Perched high atop the mountains amid the clouds are the amazingly colorful Buddhist monasteries of Sikkim. We had seen many Hindu temples and Jan shrines in India, but no Buddhist monasteries. While Buddhists are only a fraction of the population of India, they make up nearly a third of the population of Sikkim. Overflowing with color and history, the monasteries of Sikkim seem unreal. While we couldn’t take photos inside, the interiors were even more colorful than the exteriors.
Butter Candles and Tormas
One of the incredible things we found were the rows upon rows of burning butter candles. Typically made of ghee (clarified butter) in bronze metal cups, butter candles are burnt as offerings. Today they are often housed in separate buildings due to several disastrous fires. Inside the monasteries you will also find beautiful colorful Tormas, colored sculptures made of Yak butter. We were captivated by their beautiful designs and complexity. There is even a special festival in Tibet where they construct gigantic ones and light up the night with butter candles.

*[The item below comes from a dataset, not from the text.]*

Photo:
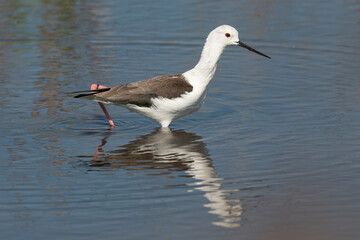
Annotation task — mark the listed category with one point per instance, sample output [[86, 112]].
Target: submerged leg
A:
[[95, 87]]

The seat of the Karma Kagyu sect of Tibetan Buddhism, Rumtek is the largest and arguably most beautiful monastery in Sikkim. It was in ruins before the 16th Karmapa (head of the Karma Kagyu sect) restored it in 1959 after fleeing from Tibet.
Located high above the small town of Yuksom, Dubdi monastery built in 1701 is the oldest in Sikkim. After a beautiful, but very steep walk that left us out of breath, we arrived at the top of the mountain at Dubdi. Sadly the outside was undergoing renovations, but we got to talk to a teacher for a bit that was teaching the younger monks English.
After a bumpy taxi ride, and crossing one of the scariest bridges I’ve even seen (any bridge that has guys with wrenches tightening the bolts is bad), we arrived at Tashiding. We had just missed the annual Bumchu festival. Every year the monks fill a giant pot with water from the river and then a year later they open the pot and the level of the water is said to predict the fortune of the area for the next year. The monastery was surrounded by a beautiful area with chortens (burial stones) and inscriptions.
One of the more important and famous monasteries of Sikkim is Pemayangtse. It is the head of the Nyingma sect of Tibetan Buddhism in Sikkim, which includes Dubdi and Tashiding monasteries. The Lama of Pemayangtse was also responsible for anointing the Chogyal, or King, of Sikkim. When we visited it was drizzling so we didn’t get any pictures of the outside. On the top floor of Pemayangtse though is an incredible seven-tiered painted wooden structure full of rainbows, a giant tiered building, and fantastical creatures. Created by one artist over five years, it depicts the Guru Rinpoche’s Heavenly Abode.